Analyses investigating whether the PSMA uptake of the primary tumor differs according to the clinical parameters revealed a significant difference in uptake between different PSA levels and Gleason score groups [15, 20]. In our cohort, analysis of the Gleason score groups showed that primary tumor SUV values were significantly lower in the well-differentiated group than in the poorly differentiated group. In this manner, the tendency of higher PSMA uptake in higher-grade malignancies reported in the literature was demonstrated in the present study. However, no significant difference in pathological prostate lesion SUV values was found between the PSA-level groups.

Recently, many studies have examined the role of Ga68-PSMA PET/CT in patients with recurrent prostate cancer. In these retrospective analyses, they reported significantly higher PSA levels in patients with positive findings on Ga68-PSMA PET/CT than the patients without positive findings on scan [7, 18, 19, 21, 22]. On the other hand, similarly to our cohort, the study conducted in a heterogeneous group of 415 patients who underwent PET/CT for staging, restaging, and biochemical recurrence, PSA values were found to be significantly higher in the patients with positive scans than the patients with negative scans [23]. Since the increase in PSA levels indicates progressive disease, these consequences are expected and the present study had the same results. In the mentioned studies, ROC analysis revealed the optimal PSA cut-off values for discrimination of positive and negative scans as follows: 0.83 (AUC: 0.868) in the study with 70 recurrent prostate cancer patients [18], 0.67 (95.6% sensitivity, 83.3% specificity, AUC: 0.952) in the study with 109 recurrent prostate cancer patients [22] and 1.16 (77% sensitivity, 75% specificity, AUC: 0.805) in the study with 415 patients [23]. In our cohort with 22 negative group patients and 69 positive group patients, an optimal PSA cut-off value of 1.505 was obtained with 79.7% sensitivity and 77.3% specificity (AUC: 0.825).
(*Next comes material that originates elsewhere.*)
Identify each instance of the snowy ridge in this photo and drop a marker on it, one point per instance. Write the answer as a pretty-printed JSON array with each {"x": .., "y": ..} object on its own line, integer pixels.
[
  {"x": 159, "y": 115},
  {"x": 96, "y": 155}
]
It is higher than the other studies in the literature, however, it is closer to the cut-off value in the study with a heterogenous group of 415 patients similar to our study.

Afshar-Oromieh et al., in a retrospective analysis performed on 1007 patients who underwent Ga68- PSMA-11 PET/CT for recurrent prostate cancer, found that there is no significant difference in terms of Gleason scores between the patients with and without positive findings on scan [24]. Despite the most of the studies have found similar results [19, 22, 25], there are also studies reporting a significant difference [21, 23]. We ended up with no significant difference in Gleason score between the patients with and without pathological activity as reported in most of the studies in the literature.

Our study has inherent limitations because of its retrospective nature. The lack of histopathological confirmation of the lesions, the inaccessibility of the clinical and laboratory data for every patient, and the heterogeneous patient population are some of them. Moreover, the number of patients in some of the subgroups is low due to groupings despite the study has a relatively high patient number. Additionally, the absence of partial volume correction represents a significant limitation that is essential for accurate assessment of activity, particularly for small organs.

Conclusion

In conclusion, PSMA-617 shows similar biodistribution to other PSMA ligands using for imaging. Physiological uptake of lymph nodes and bones, which are mostly metastasized in prostate cancer, are not affected by the factors we examined. It should be considered that normal prostate tissue SUV values may increase in patients receiving RT, physiological and pathological uptake of the organs may differ due to the changes in PSMA expression in patients receiving ADT, the tumor burden and the kidney function may influence the biodistribution.